LAFAYETTE, La. — Arkansas State coach Blake Anderson talked around the subject while Louisiana coach Mark Hudspeth avoided it completely.

LAFAYETTE, La. — Arkansas State coach Blake Anderson talked around the subject while Louisiana coach Mark Hudspeth avoided it completely.

Both know what’s at stake. Both know the importance of the outcome. Neither wants to fire the first shot.

No bother.

The road to a Sun Belt Conference championship winds through the swamplands of southern Louisiana to Cajun Field this evening for one of the most important games of the season when three-time defending league champion Arkansas State meets preseason favorite UL.

Kickoff is 7 p.m. The game will be broadcast nationally on ESPN2.

Despite the obvious situation, Anderson downplayed tonight’s matchup as just another week in the Belt.

"It’s the next of one of the 12 (on the schedule) and it’s a team that handed us our tail pretty good last year from what I can tell," the first-year ASU coach said. "It’s a team that everybody picked to be the conference champs, but that’s all it is. It’s just one of the games that’s left."

Oh well. So much for the big buildup of a showdown between Sun Belt contenders.

Hudspeth isn’t putting all of his eggs in the basket, either.

"Our season goal going in was to be 2-0 in conference, and now we have a new goal, to be 3-0 in the conference," Hudspeth said of the matchup. "It’s a one-game season. Whatever we find to do to be effective, that’s what we intend to do."

So the coaches aren’t diving into the hype. But the numbers suggest it should be as important, if not more so, as any game this season in determining the conference race.
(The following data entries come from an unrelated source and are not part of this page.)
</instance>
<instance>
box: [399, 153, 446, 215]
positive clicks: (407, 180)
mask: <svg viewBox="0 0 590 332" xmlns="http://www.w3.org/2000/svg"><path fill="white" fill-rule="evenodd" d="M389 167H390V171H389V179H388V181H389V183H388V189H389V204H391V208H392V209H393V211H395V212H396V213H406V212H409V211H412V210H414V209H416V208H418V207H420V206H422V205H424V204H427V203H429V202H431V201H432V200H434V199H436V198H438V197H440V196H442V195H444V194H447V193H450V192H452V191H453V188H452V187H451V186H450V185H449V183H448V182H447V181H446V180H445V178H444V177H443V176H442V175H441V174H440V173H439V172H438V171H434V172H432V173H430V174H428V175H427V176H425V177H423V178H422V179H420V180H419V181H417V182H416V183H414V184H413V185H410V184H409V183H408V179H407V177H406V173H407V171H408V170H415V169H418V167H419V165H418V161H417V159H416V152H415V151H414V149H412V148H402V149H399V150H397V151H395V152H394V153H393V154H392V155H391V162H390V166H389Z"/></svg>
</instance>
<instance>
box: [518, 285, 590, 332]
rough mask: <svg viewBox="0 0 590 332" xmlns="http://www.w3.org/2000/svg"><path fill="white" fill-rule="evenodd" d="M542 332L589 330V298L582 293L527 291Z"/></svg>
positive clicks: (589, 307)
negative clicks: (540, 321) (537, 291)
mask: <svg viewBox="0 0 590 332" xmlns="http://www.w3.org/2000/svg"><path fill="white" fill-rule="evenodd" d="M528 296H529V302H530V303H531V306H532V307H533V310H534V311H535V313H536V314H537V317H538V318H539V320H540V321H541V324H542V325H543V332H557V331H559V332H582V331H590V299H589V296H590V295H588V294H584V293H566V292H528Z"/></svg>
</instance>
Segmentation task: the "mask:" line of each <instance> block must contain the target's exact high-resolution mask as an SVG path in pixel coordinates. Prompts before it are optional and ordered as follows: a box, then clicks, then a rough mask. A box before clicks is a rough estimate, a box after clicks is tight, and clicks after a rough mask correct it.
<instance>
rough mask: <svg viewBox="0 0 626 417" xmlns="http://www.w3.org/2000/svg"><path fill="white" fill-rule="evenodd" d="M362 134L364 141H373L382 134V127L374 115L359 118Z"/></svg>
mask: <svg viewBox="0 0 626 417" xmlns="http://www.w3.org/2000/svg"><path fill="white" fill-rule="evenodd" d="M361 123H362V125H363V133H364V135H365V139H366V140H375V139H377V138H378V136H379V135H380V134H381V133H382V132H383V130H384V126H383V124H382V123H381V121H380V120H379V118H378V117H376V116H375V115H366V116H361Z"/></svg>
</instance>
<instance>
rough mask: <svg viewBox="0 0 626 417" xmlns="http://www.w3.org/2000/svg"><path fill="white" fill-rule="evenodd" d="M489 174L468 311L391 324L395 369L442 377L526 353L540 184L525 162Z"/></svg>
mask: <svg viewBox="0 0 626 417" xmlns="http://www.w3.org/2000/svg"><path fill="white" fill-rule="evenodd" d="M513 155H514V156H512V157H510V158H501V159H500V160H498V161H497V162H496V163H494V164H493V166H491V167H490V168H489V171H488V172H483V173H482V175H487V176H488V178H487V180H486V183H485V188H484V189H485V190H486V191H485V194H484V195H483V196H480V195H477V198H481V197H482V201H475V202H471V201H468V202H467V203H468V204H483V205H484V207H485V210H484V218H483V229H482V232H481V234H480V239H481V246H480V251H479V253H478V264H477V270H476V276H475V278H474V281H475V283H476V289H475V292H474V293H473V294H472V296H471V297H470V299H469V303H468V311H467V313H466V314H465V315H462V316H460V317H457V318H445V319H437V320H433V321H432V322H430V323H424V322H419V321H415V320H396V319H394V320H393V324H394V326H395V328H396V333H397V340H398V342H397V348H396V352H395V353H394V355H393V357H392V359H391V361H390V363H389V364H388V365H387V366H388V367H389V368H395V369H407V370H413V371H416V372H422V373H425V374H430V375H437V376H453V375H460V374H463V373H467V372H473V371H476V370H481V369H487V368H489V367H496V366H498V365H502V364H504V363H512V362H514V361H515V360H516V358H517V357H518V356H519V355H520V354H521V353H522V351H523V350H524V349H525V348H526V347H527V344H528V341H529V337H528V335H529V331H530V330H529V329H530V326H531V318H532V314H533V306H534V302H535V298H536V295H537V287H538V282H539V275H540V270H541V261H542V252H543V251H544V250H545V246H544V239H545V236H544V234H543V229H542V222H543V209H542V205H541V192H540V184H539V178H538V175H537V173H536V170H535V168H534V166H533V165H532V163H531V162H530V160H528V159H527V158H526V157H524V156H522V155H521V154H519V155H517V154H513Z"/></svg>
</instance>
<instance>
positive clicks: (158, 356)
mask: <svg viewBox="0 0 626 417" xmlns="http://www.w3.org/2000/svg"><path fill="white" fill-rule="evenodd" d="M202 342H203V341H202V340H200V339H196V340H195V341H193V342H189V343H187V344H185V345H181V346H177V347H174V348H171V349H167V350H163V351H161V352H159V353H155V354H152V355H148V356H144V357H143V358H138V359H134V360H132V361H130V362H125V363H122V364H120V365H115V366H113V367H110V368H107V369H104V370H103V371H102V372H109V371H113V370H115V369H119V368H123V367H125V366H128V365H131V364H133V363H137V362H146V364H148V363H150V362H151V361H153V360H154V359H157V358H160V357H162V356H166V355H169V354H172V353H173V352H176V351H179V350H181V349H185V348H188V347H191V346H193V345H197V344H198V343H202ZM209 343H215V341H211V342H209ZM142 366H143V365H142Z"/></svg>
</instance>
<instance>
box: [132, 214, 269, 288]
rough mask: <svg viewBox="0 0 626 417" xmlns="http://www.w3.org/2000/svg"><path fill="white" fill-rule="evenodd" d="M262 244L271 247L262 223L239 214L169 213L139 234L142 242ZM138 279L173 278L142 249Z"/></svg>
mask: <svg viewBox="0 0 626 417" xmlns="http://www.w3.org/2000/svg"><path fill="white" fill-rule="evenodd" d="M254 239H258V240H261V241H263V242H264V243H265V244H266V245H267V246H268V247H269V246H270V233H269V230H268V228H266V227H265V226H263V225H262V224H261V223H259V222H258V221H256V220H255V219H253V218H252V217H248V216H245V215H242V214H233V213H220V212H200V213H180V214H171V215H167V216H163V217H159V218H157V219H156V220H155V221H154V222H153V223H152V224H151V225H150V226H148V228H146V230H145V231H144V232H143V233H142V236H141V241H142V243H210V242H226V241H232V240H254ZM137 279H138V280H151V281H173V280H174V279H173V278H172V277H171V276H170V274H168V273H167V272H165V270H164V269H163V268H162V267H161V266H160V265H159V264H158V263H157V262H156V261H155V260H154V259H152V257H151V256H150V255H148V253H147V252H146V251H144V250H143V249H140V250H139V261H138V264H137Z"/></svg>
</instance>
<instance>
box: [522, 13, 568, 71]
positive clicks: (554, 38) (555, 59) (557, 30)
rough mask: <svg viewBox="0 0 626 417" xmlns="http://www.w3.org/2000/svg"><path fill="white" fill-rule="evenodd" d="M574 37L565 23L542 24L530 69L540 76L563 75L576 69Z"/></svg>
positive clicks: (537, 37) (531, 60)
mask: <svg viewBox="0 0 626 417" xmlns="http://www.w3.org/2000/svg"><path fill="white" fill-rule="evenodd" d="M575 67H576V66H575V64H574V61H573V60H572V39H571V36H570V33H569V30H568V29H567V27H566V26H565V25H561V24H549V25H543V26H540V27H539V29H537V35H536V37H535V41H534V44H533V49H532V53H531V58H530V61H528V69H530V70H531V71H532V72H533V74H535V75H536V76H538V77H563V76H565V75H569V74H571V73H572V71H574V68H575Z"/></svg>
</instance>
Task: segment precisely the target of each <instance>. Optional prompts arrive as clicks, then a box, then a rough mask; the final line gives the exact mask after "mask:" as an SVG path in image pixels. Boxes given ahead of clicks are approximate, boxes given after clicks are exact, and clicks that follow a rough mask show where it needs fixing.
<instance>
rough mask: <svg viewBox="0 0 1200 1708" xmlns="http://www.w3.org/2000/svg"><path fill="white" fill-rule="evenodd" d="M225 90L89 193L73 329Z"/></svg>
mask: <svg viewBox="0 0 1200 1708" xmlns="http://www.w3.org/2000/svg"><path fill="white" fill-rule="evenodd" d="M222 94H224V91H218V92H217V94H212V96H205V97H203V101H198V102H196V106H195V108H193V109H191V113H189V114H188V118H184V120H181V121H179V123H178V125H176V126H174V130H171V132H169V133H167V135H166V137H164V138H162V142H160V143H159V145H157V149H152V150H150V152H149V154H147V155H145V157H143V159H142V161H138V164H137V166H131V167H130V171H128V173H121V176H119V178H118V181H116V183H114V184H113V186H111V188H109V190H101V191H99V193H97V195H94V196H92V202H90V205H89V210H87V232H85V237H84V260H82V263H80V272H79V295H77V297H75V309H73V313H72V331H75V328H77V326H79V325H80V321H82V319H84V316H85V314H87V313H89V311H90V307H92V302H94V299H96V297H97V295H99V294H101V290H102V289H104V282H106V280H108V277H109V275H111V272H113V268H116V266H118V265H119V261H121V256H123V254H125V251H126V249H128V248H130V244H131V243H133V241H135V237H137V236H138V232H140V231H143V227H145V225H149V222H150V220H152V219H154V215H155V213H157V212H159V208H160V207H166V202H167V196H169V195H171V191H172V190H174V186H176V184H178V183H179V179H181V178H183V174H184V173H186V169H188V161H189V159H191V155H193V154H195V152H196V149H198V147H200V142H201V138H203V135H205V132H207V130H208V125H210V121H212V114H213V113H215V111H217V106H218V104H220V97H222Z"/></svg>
Arkansas State (4-2 overall, 2-0 Sun Belt) has won three straight, including league wins over Louisiana-Monroe and Georgia State.

The Red Wolves lead the Sun Belt in total defense and rank third in total offense. They’re also coming in confident after throttling Georgia State 52-10.

Even Anderson won’t deny that.

"All in all, it was our most complete game," Anderson said.

Louisiana (3-3, 2-0) stumbled at the start of the season, losing three of its first four games while giving up 36 points a game. But the Cajuns have recovered nicely, winning their last two games, including a 34-10 blowout at Texas State one week ago.

UL ranks in the bottom half of most key categories in the Sun Belt overall, including ninth in total offense and eighth in total defense. The Cajuns are producing 461 yards offense and 34 points a game, but are giving up 425 yards and 31 points a game.

Anderson says the statistics are only good for clouding one’s judgment. He’s sure the Cajuns are better than the numbers suggest.

"They were picked to win the conference for a reason," Anderson said. "They’re athletic. It will be a huge challenge to travel down there and play at their place. We are going to have to eliminate the mistakes we made last week, and take a better energy level to their place."

While Anderson is keeping his thoughts to himself about the implications of tonight’s matchup, the Red Wolves are thinking quite a bit differently.

ASU quarterback Fredi Knighten, who is coming off the two best performances of his career, said it’s a championship game in his mind.

"I can’t speak for the other players on the team, but for me personally, I’m treating it like it’s a championship game," Knighten said. "It’s one of those games that can make or break a season."

Last year’s meeting had the very same early-season hype. But as it turned out, the outcome didn’t have the impact that was expected.

Louisiana bullied ASU in a midweek game that was also broadcast on national television, winning 23-7. But the two teams ended up tied for the Sun Belt title at the end of the season with 6-2 league records.

That loss still sticks with the Red Wolves.

"We all remember what happened last year on ESPN, on national television," said ASU sophomore Xavier Woodson, who made his first career start that night. "We basically want to get revenge. We don’t want have the same thing happen again."

Asked about the implications of tonight’s game, ASU linebacker Qushaun Lee didn’t seem nearly as interested about the Sun Belt Conference race angle as he is paying the Ragin’ Cajuns back.

"This game has importance to it just because we lost to them last year," Lee said.

Arkansas State running back Michael Gordon figures to be a key piece of the Red Wolves’ attack this evening.

Since coming back from injury, Gordon has been nearly unstoppable. He ran for 168 yards against Louisiana-Monroe, then piled up 188 yards and two touchdowns at Georgia State.

Gordon didn’t get to play in last year’s contest, but he’s just as motivated as ever. As far as the winner getting the upper hand in the Sun Belt race, Gordon isn’t concerned.

"Really, we are the masters of our own fate," Gordon said. "If we go out and play football like we should, everything will take care of itself."